Pada 2017, Reality Leigh Winner yang berusia 25 tahun, seorang ahli bahasa untuk kontraktor intelijen NSA di Georgia, ditangkap dan didakwa memberikan laporan rahasia pemerintah AS kepada organisasi media tentang upaya peretasan Rusia yang menargetkan informasi pendaftaran pemilih AS. Dia menjalani sekitar tiga tahun dari hukuman penjara lima tahun dan dibebaskan pada Juni 2021. Tindakannya menjelaskan seberapa jauh intelijen Rusia menyusup ke perusahaan perangkat lunak pemungutan suara AS. Informasi itu, yang diremehkan oleh pemerintahan Trump, membuktikan bahwa inti demokrasi Amerika mudah terancam oleh agen asing.
Dan kemudian muncul Jack Teixeira, seorang pemuda berusia 21 tahun. Menurut catatan militer, Teixeira bergabung dengan Garda Nasional pada 2019 dan bekerja di Pangkalan Garda Nasional Udara Otis. Nama pekerjaannya: pekerja harian sistem transportasi dunia maya.
Selama dekade terakhir, Edward Snowden, Chelsea Manning, dan Reality Winner adalah contoh menonjol pegawai dan kontraktor pemerintah AS yang bermotivasi ideologis yang secara ilegal mengambil dokumen rahasia dan mempublikasikannya dalam upaya untuk mengubah kebijakan atau praktik AS. Dalam kasus Snowden, misalnya, ia memprotes tindakan pengawasan AS terhadap rakyatnya yang ia anggap sebagai pelanggaran berat terhadap hak konstitusional.
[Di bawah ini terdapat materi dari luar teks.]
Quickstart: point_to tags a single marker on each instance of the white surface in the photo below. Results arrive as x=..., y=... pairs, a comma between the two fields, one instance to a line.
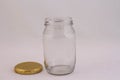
x=97, y=25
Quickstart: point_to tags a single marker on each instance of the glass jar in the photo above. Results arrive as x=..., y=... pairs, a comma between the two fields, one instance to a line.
x=59, y=46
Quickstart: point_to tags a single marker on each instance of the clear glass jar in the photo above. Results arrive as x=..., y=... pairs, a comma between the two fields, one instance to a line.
x=59, y=46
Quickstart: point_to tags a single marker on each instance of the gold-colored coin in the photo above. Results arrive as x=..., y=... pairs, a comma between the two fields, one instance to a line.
x=27, y=68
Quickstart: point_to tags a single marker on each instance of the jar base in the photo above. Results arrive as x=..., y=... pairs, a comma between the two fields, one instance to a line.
x=60, y=70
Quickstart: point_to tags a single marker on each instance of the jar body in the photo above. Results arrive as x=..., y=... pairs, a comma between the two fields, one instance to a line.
x=59, y=47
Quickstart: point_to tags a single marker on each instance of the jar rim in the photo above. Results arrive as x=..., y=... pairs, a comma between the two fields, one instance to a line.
x=51, y=20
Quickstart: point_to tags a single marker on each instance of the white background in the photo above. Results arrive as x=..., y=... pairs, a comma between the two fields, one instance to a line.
x=97, y=25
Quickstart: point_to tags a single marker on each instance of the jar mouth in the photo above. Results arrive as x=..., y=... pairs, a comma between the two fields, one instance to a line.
x=52, y=20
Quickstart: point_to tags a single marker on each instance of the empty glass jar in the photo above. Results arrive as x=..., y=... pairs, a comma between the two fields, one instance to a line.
x=59, y=46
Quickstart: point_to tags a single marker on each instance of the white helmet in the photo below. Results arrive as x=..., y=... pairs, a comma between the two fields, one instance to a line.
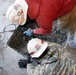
x=36, y=47
x=17, y=12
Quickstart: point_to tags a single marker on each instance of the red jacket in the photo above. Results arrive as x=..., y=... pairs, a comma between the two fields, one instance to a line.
x=45, y=11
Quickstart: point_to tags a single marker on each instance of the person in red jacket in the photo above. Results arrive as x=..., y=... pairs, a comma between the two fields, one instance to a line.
x=44, y=12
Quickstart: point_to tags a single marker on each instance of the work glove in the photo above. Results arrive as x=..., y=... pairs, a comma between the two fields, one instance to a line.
x=71, y=40
x=28, y=32
x=23, y=62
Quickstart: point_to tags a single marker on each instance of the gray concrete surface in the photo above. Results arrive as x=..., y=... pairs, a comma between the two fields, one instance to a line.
x=8, y=57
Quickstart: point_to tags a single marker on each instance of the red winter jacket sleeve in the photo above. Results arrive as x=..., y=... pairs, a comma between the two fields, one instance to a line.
x=44, y=29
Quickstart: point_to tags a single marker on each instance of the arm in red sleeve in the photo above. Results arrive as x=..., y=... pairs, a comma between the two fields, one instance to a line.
x=43, y=30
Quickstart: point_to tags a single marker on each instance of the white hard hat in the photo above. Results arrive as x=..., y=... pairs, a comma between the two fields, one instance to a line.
x=17, y=12
x=36, y=47
x=72, y=40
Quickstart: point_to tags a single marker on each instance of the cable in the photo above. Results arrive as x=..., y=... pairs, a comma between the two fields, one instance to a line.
x=6, y=31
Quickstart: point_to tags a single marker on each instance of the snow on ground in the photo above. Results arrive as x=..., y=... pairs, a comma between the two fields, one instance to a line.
x=8, y=57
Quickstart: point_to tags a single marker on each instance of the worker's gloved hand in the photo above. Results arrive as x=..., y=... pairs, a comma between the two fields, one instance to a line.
x=28, y=32
x=71, y=39
x=23, y=62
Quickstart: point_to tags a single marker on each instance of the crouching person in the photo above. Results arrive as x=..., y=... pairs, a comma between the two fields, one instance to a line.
x=45, y=58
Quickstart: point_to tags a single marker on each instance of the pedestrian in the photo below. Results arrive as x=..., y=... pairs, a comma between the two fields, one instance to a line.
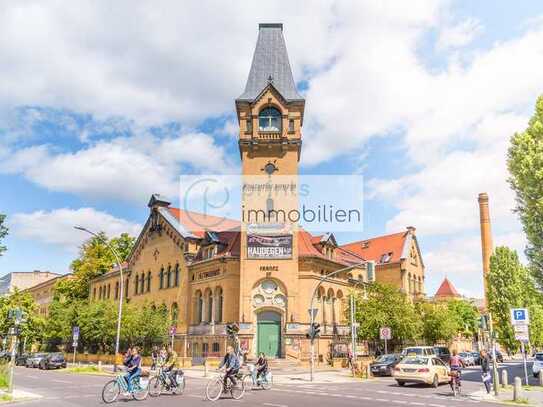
x=154, y=357
x=485, y=368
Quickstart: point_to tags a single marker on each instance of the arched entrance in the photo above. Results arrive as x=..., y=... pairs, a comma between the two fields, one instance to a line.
x=269, y=333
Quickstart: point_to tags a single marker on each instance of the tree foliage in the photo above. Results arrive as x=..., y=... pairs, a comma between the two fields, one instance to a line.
x=510, y=285
x=95, y=258
x=525, y=163
x=385, y=305
x=3, y=233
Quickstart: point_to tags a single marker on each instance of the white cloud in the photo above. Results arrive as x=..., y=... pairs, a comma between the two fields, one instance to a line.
x=56, y=227
x=460, y=34
x=130, y=169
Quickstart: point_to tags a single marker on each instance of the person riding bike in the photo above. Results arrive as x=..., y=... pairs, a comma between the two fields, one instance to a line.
x=455, y=363
x=170, y=364
x=231, y=363
x=133, y=368
x=261, y=366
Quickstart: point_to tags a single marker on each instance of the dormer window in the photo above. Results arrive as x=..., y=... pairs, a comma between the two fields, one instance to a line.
x=269, y=119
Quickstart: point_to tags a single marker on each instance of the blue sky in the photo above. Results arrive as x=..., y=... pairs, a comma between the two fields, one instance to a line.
x=420, y=98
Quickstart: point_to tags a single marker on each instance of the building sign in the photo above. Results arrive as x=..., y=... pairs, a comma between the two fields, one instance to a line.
x=208, y=274
x=269, y=247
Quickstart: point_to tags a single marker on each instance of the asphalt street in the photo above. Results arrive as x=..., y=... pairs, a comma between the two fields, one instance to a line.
x=58, y=388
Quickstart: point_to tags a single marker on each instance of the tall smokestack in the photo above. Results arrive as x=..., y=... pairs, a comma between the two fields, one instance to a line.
x=486, y=236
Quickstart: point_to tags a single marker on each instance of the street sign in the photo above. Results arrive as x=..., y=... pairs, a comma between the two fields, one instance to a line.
x=520, y=316
x=385, y=333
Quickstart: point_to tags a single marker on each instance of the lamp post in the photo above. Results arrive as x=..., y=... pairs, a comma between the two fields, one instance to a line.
x=312, y=314
x=121, y=290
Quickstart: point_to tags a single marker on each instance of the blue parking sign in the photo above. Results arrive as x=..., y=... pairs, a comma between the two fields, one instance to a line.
x=519, y=316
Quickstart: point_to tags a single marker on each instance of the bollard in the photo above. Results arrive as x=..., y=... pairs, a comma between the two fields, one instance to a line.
x=517, y=389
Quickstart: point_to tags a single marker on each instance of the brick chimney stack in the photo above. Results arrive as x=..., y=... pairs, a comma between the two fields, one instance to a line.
x=486, y=237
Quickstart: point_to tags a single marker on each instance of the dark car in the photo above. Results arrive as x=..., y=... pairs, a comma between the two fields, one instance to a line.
x=384, y=365
x=443, y=353
x=20, y=360
x=53, y=361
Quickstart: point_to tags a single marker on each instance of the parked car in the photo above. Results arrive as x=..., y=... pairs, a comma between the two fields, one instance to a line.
x=20, y=360
x=418, y=351
x=537, y=366
x=467, y=359
x=443, y=353
x=384, y=365
x=476, y=358
x=34, y=360
x=421, y=369
x=53, y=361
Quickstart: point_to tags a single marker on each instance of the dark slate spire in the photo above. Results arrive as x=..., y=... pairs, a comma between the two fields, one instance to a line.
x=270, y=66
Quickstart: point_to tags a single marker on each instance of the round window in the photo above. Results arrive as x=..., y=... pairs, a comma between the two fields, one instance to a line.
x=269, y=286
x=280, y=300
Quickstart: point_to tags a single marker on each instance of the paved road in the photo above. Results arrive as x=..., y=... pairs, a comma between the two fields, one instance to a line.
x=64, y=390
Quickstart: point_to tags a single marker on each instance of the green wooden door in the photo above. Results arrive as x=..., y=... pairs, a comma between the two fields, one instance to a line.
x=269, y=338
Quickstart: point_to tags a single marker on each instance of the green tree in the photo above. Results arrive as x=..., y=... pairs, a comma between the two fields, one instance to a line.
x=439, y=323
x=3, y=233
x=385, y=305
x=525, y=163
x=466, y=316
x=95, y=258
x=510, y=285
x=32, y=326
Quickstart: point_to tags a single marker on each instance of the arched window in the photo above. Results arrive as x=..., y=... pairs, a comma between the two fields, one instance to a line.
x=269, y=119
x=218, y=305
x=169, y=280
x=176, y=275
x=161, y=276
x=175, y=314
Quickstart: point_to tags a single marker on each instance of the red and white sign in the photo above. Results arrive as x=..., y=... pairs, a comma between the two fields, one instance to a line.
x=385, y=333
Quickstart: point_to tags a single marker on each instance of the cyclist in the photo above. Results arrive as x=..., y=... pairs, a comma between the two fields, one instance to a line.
x=133, y=368
x=455, y=364
x=261, y=366
x=170, y=364
x=231, y=363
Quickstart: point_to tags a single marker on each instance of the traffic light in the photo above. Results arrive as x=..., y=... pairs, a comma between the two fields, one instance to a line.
x=314, y=331
x=232, y=329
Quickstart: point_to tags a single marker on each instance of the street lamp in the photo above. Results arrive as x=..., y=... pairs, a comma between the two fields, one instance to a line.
x=121, y=289
x=312, y=314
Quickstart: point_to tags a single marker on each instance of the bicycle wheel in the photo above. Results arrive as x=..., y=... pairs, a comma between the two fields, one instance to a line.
x=267, y=382
x=140, y=391
x=214, y=389
x=180, y=388
x=155, y=386
x=238, y=390
x=110, y=392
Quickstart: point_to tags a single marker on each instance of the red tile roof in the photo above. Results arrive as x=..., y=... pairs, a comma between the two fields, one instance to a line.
x=446, y=290
x=373, y=249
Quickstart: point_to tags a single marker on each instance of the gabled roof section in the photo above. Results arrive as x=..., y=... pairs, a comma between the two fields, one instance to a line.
x=375, y=248
x=446, y=290
x=270, y=66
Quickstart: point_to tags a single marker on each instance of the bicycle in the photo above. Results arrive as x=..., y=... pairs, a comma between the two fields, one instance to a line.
x=163, y=381
x=113, y=388
x=216, y=387
x=455, y=382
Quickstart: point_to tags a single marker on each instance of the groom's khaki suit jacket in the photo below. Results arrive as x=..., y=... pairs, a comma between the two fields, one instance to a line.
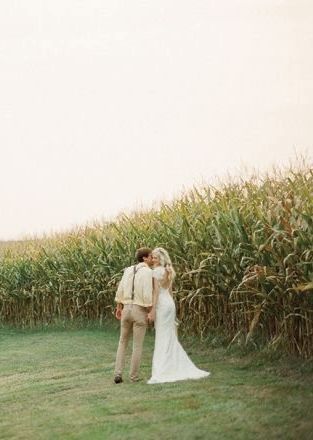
x=143, y=286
Tetapi, Teixeira tidak membuat klaim seperti para pendahulunya. Setidaknya itu menurut teman-teman yang menghabiskan waktu bersamanya di ruang obrolan di Discord. Teixeira memang kerap mengkritik beberapa kebijakan AS, tetapi tindakan pembocorannya diduga bukan didorong oleh ideologi maupun aktivitas politik, melainkan hasrat untuk membuktikan diri pada teman-teman onlinenya.
Akses yang Terlalu Mudah
Sebuah laporan pemerintah pada 2017 menemukan bahwa lebih dari 1,2 juta pegawai pemerintah memiliki akses ke materi-materi yang tergolong “sangat rahasia”, seperti halnya banyak dokumen yang bocor.
“Jelas, terlalu banyak orang yang memiliki akses ke terlalu banyak informasi rahasia yang sangat rahasia,” kata Evelyn Farkas, seorang pejabat Departemen Pertahanan di bawah pemerintahan Obama.
Setelah setiap kasus, pihak berwenang telah berjanji untuk menindak kebocoran. Itu termasuk kontrol yang lebih ketat atas siapa yang memiliki akses ke intelijen, dan apa yang dapat diunduh atau dicetak oleh beberapa orang dari komputer pemerintah tertentu.
Namun, janji itu tampaknya belum pernah bisa terwujud. Dalam kasus terbaru, dokumen yang dipermasalahkan – beberapa di antaranya diposting di Twitter – tampak seperti fotokopi dokumen cetak.
Secara berkala, pihak berwenang juga meningkatkan program "Ancaman Orang Dalam" di agensi masing-masing yang dirancang untuk menangkap karyawan yang tidak puas yang mungkin ingin mencuri informasi dan menggunakannya untuk keuntungan finansial atau politik.